La comunità cristiana è importante che “sia presente in vari momenti dei percorsi giudiziari: entra in carcere come richiesto dall’Ordinamento penitenziario per il sostegno morale e per avviare percorsi di reinserimento; nel territorio per accogliere e accompagnare durante la misura alternativa, in particolare con l’accoglienza residenziale per chi non ha una casa e favorendo l’inserimento lavorativo; per creare una cultura della giustizia riparativa, al fine di tener presenti in ugual misura i bisogni delle vittime, degli autori e di tutti coloro che hanno subito un danno dal reato, sostenendo dialoghi e incontri che possono portare ad un senso di giustizia più pieno”. È l’invito contenuto in un documento di Caritas italiana diffuso oggi nel corso del convegno in corso a Roma sul tema “Giustizia e speranza: la comunità cristiana tra carcere e territorio”. Scopo dell’incontro è riflettere sulle attuali condizioni di vita all’interno delle strutture detentive e sul ruolo che la comunità cristiana può e deve avere nella costruzione di percorsi di riscatto e reintegrazione. L’incontro, alla vigilia del Giubileo, vuole valorizzare il ruolo profetico della Chiesa anche “trovando nuove forme per restituire dignità e speranza a chi ha sbagliato”. L’esperienza di operatori e volontari Caritas che operano in questo ambito porta a dire che è doveroso favorire percorsi in cui le persone sono “fuori dal carcere, il prima possibile e accompagnate”, sempre in un’ottica di legalità e di rispetto delle normative vigenti.
Nel documento si ricorda che l’opera di “visitare i carcerati” è “un’azione di misericordia impegnativa sia per la difficoltà di accesso al carcere che per il pregiudizio verso chi è detenuto”. La Chiesa italiana, in particolare attraverso le Caritas, è attiva in molte iniziative di sostegno per le persone detenute, sia dentro che fuori dal carcere.
Attualmente, le carceri italiane ospitano 61.862 persone recluse con un sovraffollamento significativo che incide sulle condizioni detentive.
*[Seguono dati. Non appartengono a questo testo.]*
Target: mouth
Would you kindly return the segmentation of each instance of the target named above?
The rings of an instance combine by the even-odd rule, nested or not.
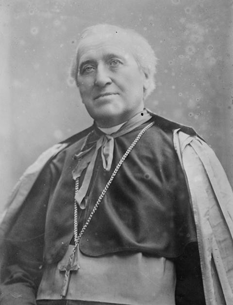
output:
[[[113,92],[106,92],[105,93],[101,93],[99,94],[98,96],[94,98],[94,99],[97,99],[100,97],[103,97],[104,96],[113,96],[118,95],[118,93],[114,93]]]

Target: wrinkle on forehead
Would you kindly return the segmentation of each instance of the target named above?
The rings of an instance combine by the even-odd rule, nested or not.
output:
[[[126,59],[131,56],[134,58],[130,44],[125,40],[125,37],[114,37],[111,35],[108,38],[106,34],[88,36],[84,38],[79,46],[77,58],[78,65],[81,61],[87,58],[88,55],[99,58],[108,53],[118,54]]]

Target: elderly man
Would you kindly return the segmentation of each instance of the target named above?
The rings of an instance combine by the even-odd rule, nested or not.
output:
[[[1,304],[232,304],[232,193],[193,129],[145,108],[156,62],[134,31],[83,32],[71,74],[94,124],[15,189]]]

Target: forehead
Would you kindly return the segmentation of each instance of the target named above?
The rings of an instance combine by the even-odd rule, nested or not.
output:
[[[114,55],[134,60],[132,50],[125,36],[93,35],[84,38],[80,44],[77,62],[79,65],[86,60],[99,60]]]

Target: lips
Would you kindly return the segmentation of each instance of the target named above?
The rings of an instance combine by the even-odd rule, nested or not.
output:
[[[99,97],[103,97],[104,96],[112,96],[112,95],[117,95],[118,93],[114,93],[114,92],[106,92],[105,93],[101,93],[99,94],[98,96],[94,98],[94,99],[97,99]]]

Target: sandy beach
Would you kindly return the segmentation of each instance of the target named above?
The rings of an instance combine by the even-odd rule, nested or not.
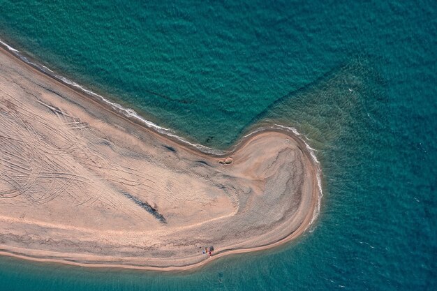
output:
[[[0,49],[0,254],[178,270],[268,248],[307,228],[317,170],[290,133],[207,154]]]

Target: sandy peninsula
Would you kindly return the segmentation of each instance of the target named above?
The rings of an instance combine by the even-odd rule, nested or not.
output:
[[[0,254],[190,269],[302,234],[316,176],[291,133],[263,130],[207,154],[0,49]]]

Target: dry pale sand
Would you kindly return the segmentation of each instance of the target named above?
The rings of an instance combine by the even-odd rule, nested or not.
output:
[[[304,144],[267,130],[228,156],[161,136],[0,50],[3,255],[184,269],[302,233],[318,202]]]

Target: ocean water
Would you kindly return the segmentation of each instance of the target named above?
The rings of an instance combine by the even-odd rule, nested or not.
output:
[[[0,38],[193,142],[295,128],[320,213],[294,241],[190,272],[0,257],[0,290],[437,289],[435,1],[73,2],[0,0]]]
Tra queste, 45.404 persone stanno effettivamente scontando una condanna, ed un terzo di loro ha una pena inferiore ai due anni. Fuori dal carcere ci sono 140.718 persone in carico agli Uffici di Esecuzione penale esterna, di cui 91.369 che sta eseguendo un percorso giuridico fuori dal carcere . In sostanza, in Italia 2 persone su 3 stanno seguendo un percorso giuridico fuori dal carcere. “Vari studi mostrano che la recidiva è significativamente inferiore per chi sconta almeno una parte della pena fuori dal carcere e anche i costi relativi ai percorsi esterni al carcere sono nettamente inferiori rispetto alla detenzione in cella. L’esecuzione della pena fuori dal carcere è vantaggiosa e consente alle persone condannate maggiori possibilità di recupero”, rileva Caritas italiana.
“È fuori dal carcere che avviene l’incontro con la comunità che esprime il bisogno di sicurezza e si aspetta azioni di responsabilità, ma che sa anche aprire le braccia per accogliere e sostenere – si legge nel documento -. Uscire il prima possibile significa limitare gli effetti negativi della detenzione e dei luoghi di detenzione, che hanno ripercussioni sfavorevoli anche sui familiari, in particolare sui figli minorenni. Accompagnare il passaggio dalla reclusione alla libertà spesso fa la differenza perché questo momento è sempre molto delicato, ed è alto il rischio di compiere scelte sbagliate se ci si trova da soli. La presenza di figure che accompagnano è utile anche per facilitare l’incontro con la comunità, accogliendo le ritrosie, le paure e dubbi di chi si chiede se è davvero maturata la capacità di rispettare le regole ed essere responsabili”.